50.      Resulta, portanto, desta jurisprudência pertinente que, após ter declarado o caráter abusivo da cláusula de vencimento antecipado (primeira etapa) (20), a regra geral assente na jurisprudência constante do Tribunal de Justiça, que decorre da letra do artigo 6.°, n.° 1, da Diretiva 93/13, é que o juiz nacional está obrigado a retirar todas as consequências dessa declaração (segunda etapa), ou seja, está obrigado a afastar a aplicação de uma cláusula abusiva, não estando habilitado a modificar o seu conteúdo. O contrato deve, em princípio, subsistir sem nenhuma modificação a não ser a resultante da supressão das cláusulas abusivas, na medida em que, de acordo com as regras de direito interno, a subsistência do contrato seja juridicamente possível (21).
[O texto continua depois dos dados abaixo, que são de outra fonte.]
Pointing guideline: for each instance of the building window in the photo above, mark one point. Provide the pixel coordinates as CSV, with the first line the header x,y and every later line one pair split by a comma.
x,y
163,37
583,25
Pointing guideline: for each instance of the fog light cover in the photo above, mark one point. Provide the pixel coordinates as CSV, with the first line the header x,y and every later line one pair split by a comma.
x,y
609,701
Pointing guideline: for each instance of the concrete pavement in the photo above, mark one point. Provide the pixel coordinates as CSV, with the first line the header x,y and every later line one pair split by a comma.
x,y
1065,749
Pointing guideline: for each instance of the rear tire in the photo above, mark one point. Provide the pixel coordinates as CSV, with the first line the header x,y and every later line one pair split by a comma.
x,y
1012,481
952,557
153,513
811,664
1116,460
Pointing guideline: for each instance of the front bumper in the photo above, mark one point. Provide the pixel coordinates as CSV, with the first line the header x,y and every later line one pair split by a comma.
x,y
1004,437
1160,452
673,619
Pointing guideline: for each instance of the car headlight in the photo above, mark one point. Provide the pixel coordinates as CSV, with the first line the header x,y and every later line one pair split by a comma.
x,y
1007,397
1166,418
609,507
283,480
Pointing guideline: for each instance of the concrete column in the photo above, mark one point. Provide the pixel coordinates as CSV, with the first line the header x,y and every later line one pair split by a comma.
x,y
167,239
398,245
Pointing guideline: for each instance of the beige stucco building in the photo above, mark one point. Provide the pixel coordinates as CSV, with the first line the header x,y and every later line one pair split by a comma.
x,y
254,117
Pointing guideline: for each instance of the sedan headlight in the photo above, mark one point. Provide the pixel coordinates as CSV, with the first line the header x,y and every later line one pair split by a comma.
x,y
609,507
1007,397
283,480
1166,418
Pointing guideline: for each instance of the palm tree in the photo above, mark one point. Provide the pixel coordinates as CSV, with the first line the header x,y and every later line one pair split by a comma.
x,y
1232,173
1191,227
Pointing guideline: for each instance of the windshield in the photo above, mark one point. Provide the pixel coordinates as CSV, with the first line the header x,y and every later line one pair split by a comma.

51.      Resulta igualmente da análise da jurisprudência pertinente que, à data, só existe uma exceção a esta regra geral: a que foi adotada no Acórdão Kásler e Káslerné Rábai (22). Todavia, tal como indiquei nos n.os 80 a 82 das minhas conclusões nos processos C‑70/17 e C‑179/17, a aplicação, pelo juiz nacional, da exceção consagrada neste acórdão, em conformidade com a Diretiva 93/13 e a sua jurisprudência, foi sujeita pelo Tribunal de Justiça a determinados requisitos. Assim, quando um contrato celebrado entre um profissional e um consumidor não pode subsistir após a supressão de uma cláusula abusiva, o artigo 6.°, n.° 1, da Diretiva 93/13 não se opõe a uma regra de direito que permite ao juiz nacional sanar a nulidade desta cláusula substituindo‑a por uma disposição de direito nacional de caráter supletivo (23).Todavia, devem estar preenchidos dois requisitos. Por um lado, esta substituição deve ter «como resultado que o contrato pode subsistir apesar da supressão da cláusula [abusiva]» e que o contrato «continua a ser vinculativo para as partes» (24). Por outro lado, caso o juiz seja obrigado a anular o contrato na totalidade, a referida substituição deve ter por efeito evitar que os consumidores sejam expostos a «consequências particularmente prejudiciais, de modo que o caráter dissuasivo resultante da anulação do contrato poderia ficar comprometido» (25).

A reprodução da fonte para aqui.